Other than some stray scratches and some light flicker or wear-induced grain here and there, RaroVideo's transfer of The Overcoat (at the original 1.33:1 aspect ratio) is remarkably smooth. One oddity noted was some intermittent slight cropping at the top or bottom of the frame, which may reflect the use of mixed sources or could just be an anomaly of the film as originally printed and exhibited; in any case, it is so minor as to detract very little from the experience.

Sound:

The Dolby Digital 2.0 mono soundtrack (in Italian with optional English subtitles) is very nice, reflecting the quality of the original audio (post-synched rather than direct-sound, as always for Italian films before the later 1970s), which has as its only real flaw a fairly harsh soft/loud dynamic; there is no distortion per se; it can just be somewhat jarring when a character speaks more loudly or yells.

Extras:

--A 13-minute interview with Angelo Pasquini, a contemporary Italian writer/director, that is interesting as far as it goes in a general way on the history of Italian cinema, but which is somewhat disappointingly tenuous in connection to The Overcoat, only fleetingly mentioned by Pasquini.

--A feature-length audio commentary by Italian film/criticism professor Flavio de Bernardinis and his colleague Gabrielle Lucantonio (in Italian with optional English subtitles), in which the two scholars, in what they more or less accurately introduce as an "informal chat," milk every scene for opportunities to provide a very wide context that encompasses The Overcoat's coordinates on the map of Italian cinema, actor and crew biographies, specific production history/anecdotes, and the two experts' exegesis/criticism of The Overcoat itself.

--Twenty-five minutes of deleted scenes are slightly mislabeled; introductory titles inform us that these are silent rushes that were edited down and integrated into the final film, and much of it merely replays (without sound) what we have already seen, with the bonus of some extended physical comedy from Renato Rascel. The main purpose this extra serves is to demonstrate just how closely to the virtues of silent comedy much of The Overcoat hews; it makes sense, given the tone and aesthetic of the completed film, that in most of this material the lack of sound hardly matters at all.

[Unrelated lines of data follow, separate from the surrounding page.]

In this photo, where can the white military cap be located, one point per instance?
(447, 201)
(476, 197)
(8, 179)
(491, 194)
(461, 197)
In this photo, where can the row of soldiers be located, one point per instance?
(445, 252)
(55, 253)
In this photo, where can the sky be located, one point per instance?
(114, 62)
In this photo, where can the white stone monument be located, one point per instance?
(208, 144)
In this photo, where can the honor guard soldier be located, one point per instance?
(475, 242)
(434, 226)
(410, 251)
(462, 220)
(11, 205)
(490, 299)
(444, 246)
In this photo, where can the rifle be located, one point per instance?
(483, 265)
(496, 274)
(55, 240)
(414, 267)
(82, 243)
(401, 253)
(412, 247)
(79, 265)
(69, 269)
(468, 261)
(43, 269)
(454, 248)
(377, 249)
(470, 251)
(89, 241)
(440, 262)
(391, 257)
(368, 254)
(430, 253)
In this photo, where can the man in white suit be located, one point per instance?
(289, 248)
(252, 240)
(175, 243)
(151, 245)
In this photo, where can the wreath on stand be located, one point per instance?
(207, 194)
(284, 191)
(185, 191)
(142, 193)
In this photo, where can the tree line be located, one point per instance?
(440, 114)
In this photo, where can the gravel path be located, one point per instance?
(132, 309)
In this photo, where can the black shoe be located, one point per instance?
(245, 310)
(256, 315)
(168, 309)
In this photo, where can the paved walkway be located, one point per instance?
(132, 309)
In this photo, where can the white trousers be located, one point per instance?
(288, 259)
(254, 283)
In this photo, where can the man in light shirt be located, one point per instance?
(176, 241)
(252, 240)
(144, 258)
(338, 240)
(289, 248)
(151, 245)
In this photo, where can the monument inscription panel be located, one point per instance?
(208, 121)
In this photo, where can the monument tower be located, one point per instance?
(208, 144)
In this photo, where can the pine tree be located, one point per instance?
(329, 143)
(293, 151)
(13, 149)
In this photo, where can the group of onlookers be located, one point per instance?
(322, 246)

--A 20-page booklet follows the standard, thoughtful, and thorough RaroVideo template by collecting two new appreciations of the film, excerpted interview quotes from Lattuada, and reviews, both contemporaneous and retrospective, of the film itself.

FINAL THOUGHTS:

A post-Neorealist comic fable showcasing the hilarious talents of Renato Rascel, Alberto Lattuada's The Overcoat is a welcome addition to the ever-expanding universe of Italian cinema available on DVD. It won't displace the landmark works of Rossellini or Antonioni, but it has a loose, light, genuinely funny charm that grants it a place all its own. Its impact may be shorter-lived than that of a true masterpiece, but it's sheer enjoyment, an indulgent pleasure to see; its brand of well-crafted comic agility is certainly rare enough, and Lattuada and Rascel have created something seriously amusing that will more likely than not leave you helplessly smiling at its ultimate poignancy once all the contagious, fast and furious laughter has died down. Recommended.